Butler is a historic, unincorporated community in Freestone County, Texas. The community is southeast of Fairfield and about 14 miles outside city limits on U.S. Route 84.

Demographics
The community has a total population of approximately 1,475. Broken down, there seems to be an equal separation in gender representation with each group accounting for roughly 50% of the population.

Population in July 2007:
Males: 733 	 (49.7%),
Females: 742 	 (50.3%)

Racial Group Representation:
White alone - 760 (54.1%),
Black alone - 572 (40.7%),
Hispanic - 54 (3.8%),
Two or more races - 14 (1.0%),
American alone - 3 (0.2%),
Asian alone - 1 (0.07%)

The average household size is 2.4 people and roughly 57% of the community is a family household, which is well below the state average. Parts of the community are fairly poor with 15% of residents earning income below the poverty level.

Schools
Butler is served by the Fairfield Independent School District which includes Fairfield Elementary school, Fairfield Intermediate school, and Fairfield High School.

Students who wish to pursue higher education, have many options to choose from within reasonable travel distance.

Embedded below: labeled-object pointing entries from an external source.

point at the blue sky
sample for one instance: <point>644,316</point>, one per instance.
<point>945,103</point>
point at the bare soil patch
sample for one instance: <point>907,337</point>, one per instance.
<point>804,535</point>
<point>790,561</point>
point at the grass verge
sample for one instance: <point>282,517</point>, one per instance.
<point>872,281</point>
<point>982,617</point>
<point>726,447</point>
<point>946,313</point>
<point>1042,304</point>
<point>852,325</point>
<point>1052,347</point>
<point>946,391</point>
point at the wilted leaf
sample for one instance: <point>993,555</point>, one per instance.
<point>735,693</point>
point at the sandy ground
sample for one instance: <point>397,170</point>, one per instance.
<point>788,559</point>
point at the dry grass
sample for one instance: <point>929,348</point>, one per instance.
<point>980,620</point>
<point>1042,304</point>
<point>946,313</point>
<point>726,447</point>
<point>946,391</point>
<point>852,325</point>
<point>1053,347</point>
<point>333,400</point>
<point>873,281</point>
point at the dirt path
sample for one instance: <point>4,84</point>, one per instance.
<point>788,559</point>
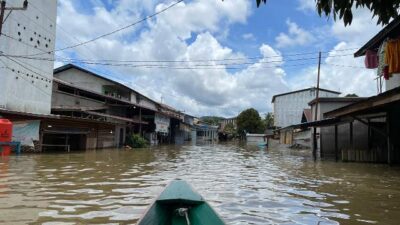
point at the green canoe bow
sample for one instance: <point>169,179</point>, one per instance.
<point>179,204</point>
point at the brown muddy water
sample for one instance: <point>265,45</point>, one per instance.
<point>245,185</point>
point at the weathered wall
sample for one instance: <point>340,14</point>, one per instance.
<point>66,99</point>
<point>288,109</point>
<point>360,138</point>
<point>147,103</point>
<point>83,80</point>
<point>28,87</point>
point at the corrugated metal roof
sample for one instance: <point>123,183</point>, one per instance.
<point>306,89</point>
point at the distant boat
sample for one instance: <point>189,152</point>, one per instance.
<point>179,204</point>
<point>258,139</point>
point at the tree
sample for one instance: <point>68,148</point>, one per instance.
<point>229,129</point>
<point>249,121</point>
<point>351,95</point>
<point>269,120</point>
<point>385,10</point>
<point>212,120</point>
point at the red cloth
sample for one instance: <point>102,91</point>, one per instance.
<point>385,73</point>
<point>371,59</point>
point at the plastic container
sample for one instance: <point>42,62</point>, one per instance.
<point>5,135</point>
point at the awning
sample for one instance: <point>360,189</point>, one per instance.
<point>115,117</point>
<point>370,105</point>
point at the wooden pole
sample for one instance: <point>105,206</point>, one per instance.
<point>140,121</point>
<point>2,9</point>
<point>388,138</point>
<point>336,143</point>
<point>351,134</point>
<point>316,108</point>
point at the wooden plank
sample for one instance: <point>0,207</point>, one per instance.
<point>364,105</point>
<point>336,143</point>
<point>351,134</point>
<point>389,160</point>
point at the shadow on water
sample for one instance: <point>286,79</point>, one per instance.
<point>246,185</point>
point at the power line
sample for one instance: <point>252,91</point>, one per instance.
<point>350,66</point>
<point>93,61</point>
<point>59,27</point>
<point>115,31</point>
<point>25,67</point>
<point>22,77</point>
<point>162,65</point>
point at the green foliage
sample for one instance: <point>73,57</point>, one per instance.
<point>269,120</point>
<point>136,141</point>
<point>385,10</point>
<point>250,121</point>
<point>212,120</point>
<point>230,129</point>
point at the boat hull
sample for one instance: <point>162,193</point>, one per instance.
<point>179,195</point>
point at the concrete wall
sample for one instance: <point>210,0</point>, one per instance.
<point>83,80</point>
<point>147,103</point>
<point>393,82</point>
<point>360,138</point>
<point>28,87</point>
<point>66,99</point>
<point>288,109</point>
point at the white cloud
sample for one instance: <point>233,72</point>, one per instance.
<point>362,28</point>
<point>296,36</point>
<point>212,89</point>
<point>340,70</point>
<point>306,5</point>
<point>248,36</point>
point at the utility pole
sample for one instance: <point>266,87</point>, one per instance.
<point>3,8</point>
<point>316,108</point>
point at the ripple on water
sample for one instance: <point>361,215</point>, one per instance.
<point>245,185</point>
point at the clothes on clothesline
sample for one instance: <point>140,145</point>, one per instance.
<point>371,59</point>
<point>381,61</point>
<point>392,56</point>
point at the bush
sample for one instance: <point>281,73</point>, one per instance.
<point>136,141</point>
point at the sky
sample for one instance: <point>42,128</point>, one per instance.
<point>214,57</point>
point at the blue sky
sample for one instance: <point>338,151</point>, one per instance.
<point>219,31</point>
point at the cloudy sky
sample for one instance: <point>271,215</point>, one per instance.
<point>214,57</point>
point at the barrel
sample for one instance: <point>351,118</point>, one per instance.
<point>5,135</point>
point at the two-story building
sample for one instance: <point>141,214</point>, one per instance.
<point>288,107</point>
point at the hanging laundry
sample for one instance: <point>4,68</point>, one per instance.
<point>385,73</point>
<point>392,56</point>
<point>381,58</point>
<point>371,59</point>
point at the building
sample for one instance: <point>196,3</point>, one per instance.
<point>226,121</point>
<point>26,83</point>
<point>90,111</point>
<point>363,129</point>
<point>325,135</point>
<point>81,93</point>
<point>288,107</point>
<point>378,114</point>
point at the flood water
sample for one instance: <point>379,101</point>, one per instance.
<point>244,184</point>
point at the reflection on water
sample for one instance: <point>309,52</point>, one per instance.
<point>245,184</point>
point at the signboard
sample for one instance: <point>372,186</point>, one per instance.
<point>162,123</point>
<point>26,131</point>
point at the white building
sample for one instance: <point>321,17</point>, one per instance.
<point>289,107</point>
<point>26,84</point>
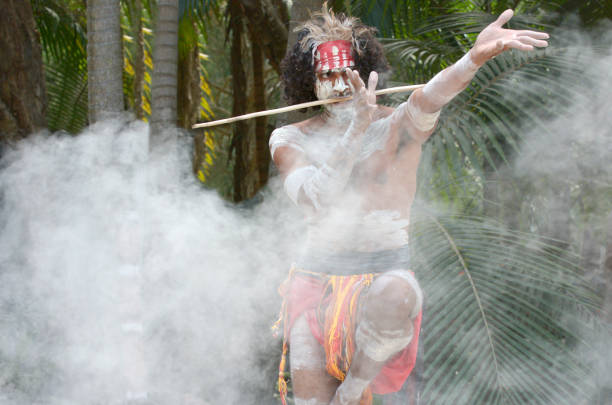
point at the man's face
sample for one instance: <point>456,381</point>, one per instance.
<point>332,83</point>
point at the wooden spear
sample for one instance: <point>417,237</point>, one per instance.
<point>401,89</point>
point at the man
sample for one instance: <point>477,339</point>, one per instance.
<point>352,307</point>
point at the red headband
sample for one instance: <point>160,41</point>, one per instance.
<point>333,55</point>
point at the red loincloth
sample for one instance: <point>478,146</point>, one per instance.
<point>329,304</point>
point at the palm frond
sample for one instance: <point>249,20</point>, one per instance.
<point>483,125</point>
<point>496,305</point>
<point>64,44</point>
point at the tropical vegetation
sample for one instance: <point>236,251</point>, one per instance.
<point>514,254</point>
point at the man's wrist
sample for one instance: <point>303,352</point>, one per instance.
<point>477,57</point>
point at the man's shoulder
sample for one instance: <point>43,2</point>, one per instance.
<point>385,111</point>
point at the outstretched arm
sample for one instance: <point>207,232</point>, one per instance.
<point>424,105</point>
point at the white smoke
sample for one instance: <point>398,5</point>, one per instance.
<point>125,280</point>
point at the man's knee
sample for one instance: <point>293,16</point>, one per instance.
<point>394,299</point>
<point>386,325</point>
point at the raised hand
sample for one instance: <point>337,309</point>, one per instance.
<point>364,99</point>
<point>494,40</point>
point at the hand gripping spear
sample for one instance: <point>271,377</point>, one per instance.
<point>401,89</point>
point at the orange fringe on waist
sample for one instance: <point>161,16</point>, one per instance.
<point>337,311</point>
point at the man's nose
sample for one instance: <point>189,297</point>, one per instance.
<point>340,85</point>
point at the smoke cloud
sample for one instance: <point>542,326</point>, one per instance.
<point>124,279</point>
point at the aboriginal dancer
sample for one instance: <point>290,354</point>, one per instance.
<point>352,307</point>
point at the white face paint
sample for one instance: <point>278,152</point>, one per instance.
<point>335,86</point>
<point>323,89</point>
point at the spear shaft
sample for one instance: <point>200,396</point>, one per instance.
<point>400,89</point>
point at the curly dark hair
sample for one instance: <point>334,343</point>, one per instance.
<point>298,75</point>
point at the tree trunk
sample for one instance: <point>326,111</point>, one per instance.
<point>22,86</point>
<point>262,157</point>
<point>607,305</point>
<point>139,59</point>
<point>165,65</point>
<point>189,81</point>
<point>104,60</point>
<point>240,140</point>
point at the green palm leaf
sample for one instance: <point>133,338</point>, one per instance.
<point>496,301</point>
<point>64,44</point>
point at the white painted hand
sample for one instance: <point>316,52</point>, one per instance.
<point>494,40</point>
<point>364,99</point>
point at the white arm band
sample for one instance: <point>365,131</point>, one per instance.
<point>421,120</point>
<point>295,180</point>
<point>450,82</point>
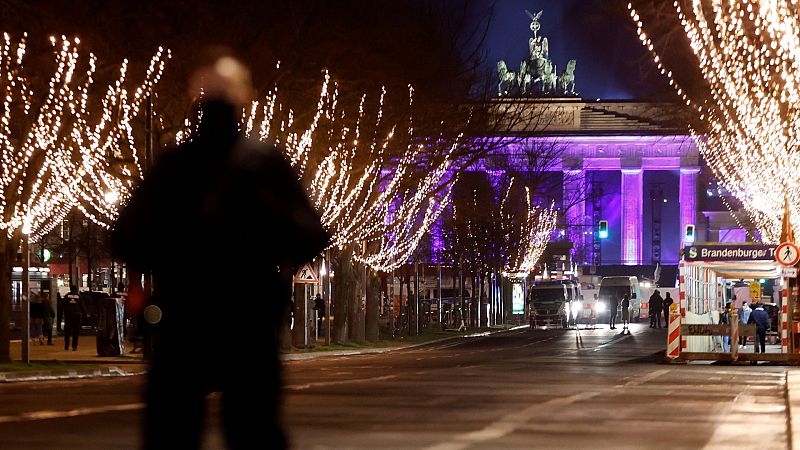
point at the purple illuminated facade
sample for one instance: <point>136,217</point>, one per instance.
<point>621,162</point>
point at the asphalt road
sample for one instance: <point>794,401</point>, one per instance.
<point>519,389</point>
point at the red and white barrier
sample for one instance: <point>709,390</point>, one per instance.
<point>682,302</point>
<point>785,317</point>
<point>674,342</point>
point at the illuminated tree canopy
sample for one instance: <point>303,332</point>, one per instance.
<point>749,55</point>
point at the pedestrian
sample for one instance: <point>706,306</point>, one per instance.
<point>656,306</point>
<point>626,313</point>
<point>613,304</point>
<point>760,317</point>
<point>49,316</point>
<point>319,307</point>
<point>244,202</point>
<point>73,315</point>
<point>667,302</point>
<point>37,319</point>
<point>744,318</point>
<point>59,311</point>
<point>724,319</point>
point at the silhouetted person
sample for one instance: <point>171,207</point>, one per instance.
<point>656,307</point>
<point>613,304</point>
<point>626,313</point>
<point>761,319</point>
<point>319,307</point>
<point>667,302</point>
<point>208,208</point>
<point>73,315</point>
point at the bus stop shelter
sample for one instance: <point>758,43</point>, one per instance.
<point>713,275</point>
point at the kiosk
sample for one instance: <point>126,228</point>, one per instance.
<point>713,275</point>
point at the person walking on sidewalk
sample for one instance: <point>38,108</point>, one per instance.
<point>656,306</point>
<point>49,315</point>
<point>744,317</point>
<point>73,315</point>
<point>761,319</point>
<point>37,319</point>
<point>626,313</point>
<point>243,200</point>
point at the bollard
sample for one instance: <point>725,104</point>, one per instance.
<point>673,332</point>
<point>734,334</point>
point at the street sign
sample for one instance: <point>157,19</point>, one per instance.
<point>306,274</point>
<point>716,330</point>
<point>787,254</point>
<point>755,291</point>
<point>729,252</point>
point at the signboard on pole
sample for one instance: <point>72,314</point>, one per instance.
<point>755,291</point>
<point>306,274</point>
<point>729,252</point>
<point>787,254</point>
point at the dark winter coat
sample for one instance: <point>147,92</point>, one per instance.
<point>656,303</point>
<point>760,318</point>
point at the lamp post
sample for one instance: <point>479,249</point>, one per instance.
<point>26,292</point>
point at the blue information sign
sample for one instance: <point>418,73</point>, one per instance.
<point>729,252</point>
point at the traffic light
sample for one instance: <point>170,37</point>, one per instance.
<point>689,234</point>
<point>602,229</point>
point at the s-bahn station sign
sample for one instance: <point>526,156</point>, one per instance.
<point>730,252</point>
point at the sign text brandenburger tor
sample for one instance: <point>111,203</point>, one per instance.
<point>740,252</point>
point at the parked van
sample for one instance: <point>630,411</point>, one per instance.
<point>549,304</point>
<point>618,287</point>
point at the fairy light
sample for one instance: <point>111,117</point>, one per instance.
<point>57,153</point>
<point>360,172</point>
<point>749,55</point>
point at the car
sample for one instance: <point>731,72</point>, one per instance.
<point>618,286</point>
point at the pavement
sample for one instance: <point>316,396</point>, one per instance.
<point>67,363</point>
<point>133,363</point>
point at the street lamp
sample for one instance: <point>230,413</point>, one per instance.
<point>26,292</point>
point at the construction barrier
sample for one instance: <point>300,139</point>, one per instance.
<point>674,332</point>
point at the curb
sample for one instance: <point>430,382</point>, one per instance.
<point>314,355</point>
<point>793,406</point>
<point>47,375</point>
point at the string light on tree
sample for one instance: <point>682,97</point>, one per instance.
<point>748,52</point>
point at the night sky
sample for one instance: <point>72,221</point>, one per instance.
<point>611,62</point>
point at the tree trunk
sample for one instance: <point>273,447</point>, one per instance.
<point>8,253</point>
<point>373,306</point>
<point>344,292</point>
<point>358,306</point>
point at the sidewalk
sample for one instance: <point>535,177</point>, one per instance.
<point>68,364</point>
<point>83,363</point>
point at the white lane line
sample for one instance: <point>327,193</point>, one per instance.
<point>300,387</point>
<point>45,415</point>
<point>508,424</point>
<point>647,378</point>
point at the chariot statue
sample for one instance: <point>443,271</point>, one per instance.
<point>537,75</point>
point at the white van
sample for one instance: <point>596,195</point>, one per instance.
<point>618,287</point>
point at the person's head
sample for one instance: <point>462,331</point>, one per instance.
<point>223,77</point>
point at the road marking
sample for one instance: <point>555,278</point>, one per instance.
<point>300,387</point>
<point>649,377</point>
<point>508,424</point>
<point>46,415</point>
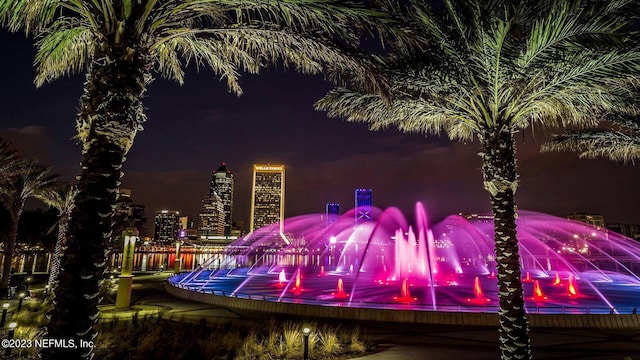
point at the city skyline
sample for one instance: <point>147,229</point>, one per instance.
<point>193,128</point>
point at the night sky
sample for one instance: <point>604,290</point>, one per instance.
<point>192,129</point>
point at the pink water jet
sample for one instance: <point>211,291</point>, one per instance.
<point>477,290</point>
<point>340,293</point>
<point>442,261</point>
<point>405,295</point>
<point>297,288</point>
<point>282,278</point>
<point>537,292</point>
<point>572,290</point>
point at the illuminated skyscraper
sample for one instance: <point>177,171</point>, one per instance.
<point>363,205</point>
<point>167,225</point>
<point>332,213</point>
<point>211,220</point>
<point>222,185</point>
<point>267,196</point>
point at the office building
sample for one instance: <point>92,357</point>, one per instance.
<point>211,220</point>
<point>167,224</point>
<point>363,208</point>
<point>222,185</point>
<point>267,196</point>
<point>332,213</point>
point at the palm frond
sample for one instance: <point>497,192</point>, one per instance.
<point>598,143</point>
<point>65,50</point>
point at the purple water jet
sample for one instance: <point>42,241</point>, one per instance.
<point>445,264</point>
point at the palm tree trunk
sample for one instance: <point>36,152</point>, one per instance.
<point>111,113</point>
<point>501,179</point>
<point>63,226</point>
<point>16,212</point>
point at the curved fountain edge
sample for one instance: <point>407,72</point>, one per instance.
<point>584,321</point>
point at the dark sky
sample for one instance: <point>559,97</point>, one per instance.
<point>192,129</point>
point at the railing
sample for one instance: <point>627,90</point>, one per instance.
<point>560,310</point>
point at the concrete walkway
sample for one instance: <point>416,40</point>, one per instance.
<point>407,341</point>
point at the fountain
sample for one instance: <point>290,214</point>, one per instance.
<point>442,263</point>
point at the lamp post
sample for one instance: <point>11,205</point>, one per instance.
<point>305,334</point>
<point>21,297</point>
<point>5,308</point>
<point>12,331</point>
<point>125,282</point>
<point>178,261</point>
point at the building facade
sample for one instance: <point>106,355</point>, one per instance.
<point>211,220</point>
<point>332,213</point>
<point>267,196</point>
<point>167,224</point>
<point>363,205</point>
<point>222,185</point>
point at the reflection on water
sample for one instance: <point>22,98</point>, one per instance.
<point>159,258</point>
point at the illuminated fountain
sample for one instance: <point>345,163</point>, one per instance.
<point>566,266</point>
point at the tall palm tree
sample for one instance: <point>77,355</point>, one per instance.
<point>30,179</point>
<point>619,141</point>
<point>62,198</point>
<point>122,45</point>
<point>8,159</point>
<point>489,69</point>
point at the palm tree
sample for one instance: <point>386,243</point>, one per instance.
<point>620,141</point>
<point>488,70</point>
<point>30,179</point>
<point>8,159</point>
<point>62,198</point>
<point>121,45</point>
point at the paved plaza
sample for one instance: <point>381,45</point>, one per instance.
<point>402,341</point>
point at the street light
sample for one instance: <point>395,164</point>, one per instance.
<point>12,331</point>
<point>5,307</point>
<point>305,334</point>
<point>21,296</point>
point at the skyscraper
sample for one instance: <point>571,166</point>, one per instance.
<point>222,185</point>
<point>363,205</point>
<point>267,196</point>
<point>167,225</point>
<point>332,213</point>
<point>211,218</point>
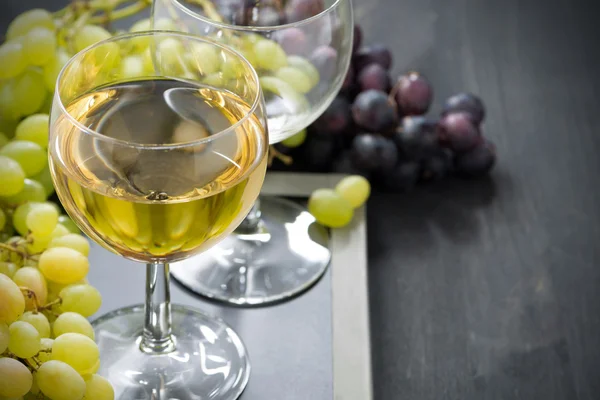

These options include Trinity Valley Community College (38 miles), Navarro College (42 miles), UT Tyler (63 miles), Texas State Technical College (67 miles), Tyler Junior College (69 miles), Sam Houston State University (70 miles), and Texas A&M (73 miles).

Landmarks
Because Butler is a very small, secluded community the residents find a lack of resources in their area. The nearest hospitals can be located in Fairfield, TX and Palestine, TX 14 miles and 21 miles away respectively.

The community is rich in history and geographical diversity. Notable sites in Butler include its many churches, historic cemeteries, lakes and reservoirs, as well as the numerous springs and creeks.

History
In the early 1850s, several prominent families from Butler County, Alabama, settled in area known a West Point Hill. Over time the settlement grew with the addition of a church in 1854 and the establishment of a post office in 1856. By 1858 the community had a doctor, a general store, several businesses, and a Masonic lodge. The major revenue of the town at that time was from cotton, which was shipped through Galveston by steamboat on the Trinity River. In 1872 the International-Great Northern Railroad attempted to build a line through the town, but an agreement with landowners could not be reached. The railroad instead went through Oakwood and Palestine. In 1880 the population of Butler was 300, but by 1892 it had decreased to 150, primarily due to the lack of a railroad and the decline in steamboat traffic. In 1916, the post office was closed and all mail was sent through the office in Oakwood. By 1969, all schools had been consolidated in Fairfield.

Sacred Harp composer Sarah Lancaster lived in Butler for some time with her family.